This changes the CRS projection from the WGS84 system to the OSGB1936 system, converting all of the coordinates to the new system. We can use the crs argument to change to any number of different projections. Note that this only works if the spatial object has data on the coordinate reference system already. If your data is missing all of this information, you will have to set the crs manually (if you know what the CRS projection should be):

Setting Coordinate Reference System

sf::st_crs(sf_object) <- 27700

12.5 Manipulating Spatial Data

As mentiond above, one of the key advantages of working with spatial data in {sf} format is that we can use tidyverse functions to manipulate our data. Let’s show this in action by creating a new variable.

The variable “lad19cd” has a unique code for each local authority. All codes begin with a letter, followed by a numeric series. The letter refers to the country (“E” for England, “W” for Wales, “S” for Scotland, and “N” for Northern Ireland). We can use this to create a new variable called “country” for each feature.

Manipulating {sf} data with dplyr

LAs <- LAs %>% dplyr::mutate(country = dplyr::case_when(stringr::str_detect(lad19cd, "W") ~ "Wales",
                             stringr::str_detect(lad19cd, "S") ~ "Scotland",
                             stringr::str_detect(lad19cd, "N") ~ "Northern Ireland",
                             stringr::str_detect(lad19cd, "E") ~ "England"))

LAs %>% as.data.frame() %>% dplyr::group_by(country) %>% dplyr::tally()

country	n
England	317
Northern Ireland	11
Scotland	32
Wales	22

As we can see, we’ve manipulated our data in exactly the same way as we would have with a flat dataframe.We can also join spatial and non-spatial data together in the same way we normally would with dataframes. Let’s take some population data and join it to our Local Authorities.
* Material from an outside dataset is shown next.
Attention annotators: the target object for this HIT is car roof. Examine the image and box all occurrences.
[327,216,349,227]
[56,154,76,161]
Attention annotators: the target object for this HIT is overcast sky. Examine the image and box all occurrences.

Joining Spatial and non-spatial data

summary(LAs_pop)
#>    lad19cd            population      
#>  Length:437         Min.   :    2242  
#>  Class :character   1st Qu.:  104503  
#>  Mode  :character   Median :  147997  
#>                     Mean   :  960204  
#>                     3rd Qu.:  276374  
#>                     Max.   :66435550  
#>                     NA's   :7

This dataframe of local authority populations has 2 variables, local authority code (lad19cd) and population. We can use a {dplyr} left_join to join this to our {sf} dataframe as we would with a flat dataframe.

LAs <- dplyr::left_join(LAs, LAs_pop, by = "lad19cd")

LAs$population <- as.numeric(LAs$population)

12.6 Spatial Analysis - Joins

A common task we might want to conduct is to manipulated a spatial object based on a relationship with another spatial object. To do this, we will use the st_join function from the {sf} package. The st_join allows us to join data on a number of different relationships, the simplest of which examines whether an object intersects another object - i.e. if there is any point where the geometries of both objects are identical. This could be where two lines cross, where two different spatial points objects have the same gemoetry, or it could be a point falling within the bounds of a polygon.

Let’s look at some data representing the coordinates of road traffic accidents in Great Britain.

Read in csv

class(crash_data)
#> [1] "data.frame"
names(crash_data)
#> [1] "Location_Easting_OSGR"  "Location_Northing_OSGR" "Date"                  
#> [4] "Number_of_Casualties"

Our crash data is in a flat csv format, BUT it has variables representing the easting and northing of where each acccident took place. We can use this to turn our crash data into an sf object with the function st_as_sf. We take our dataset, define which variables R should use to define coordinates in the “coords” argument, and define the “crs” that those coordinates are plotted in.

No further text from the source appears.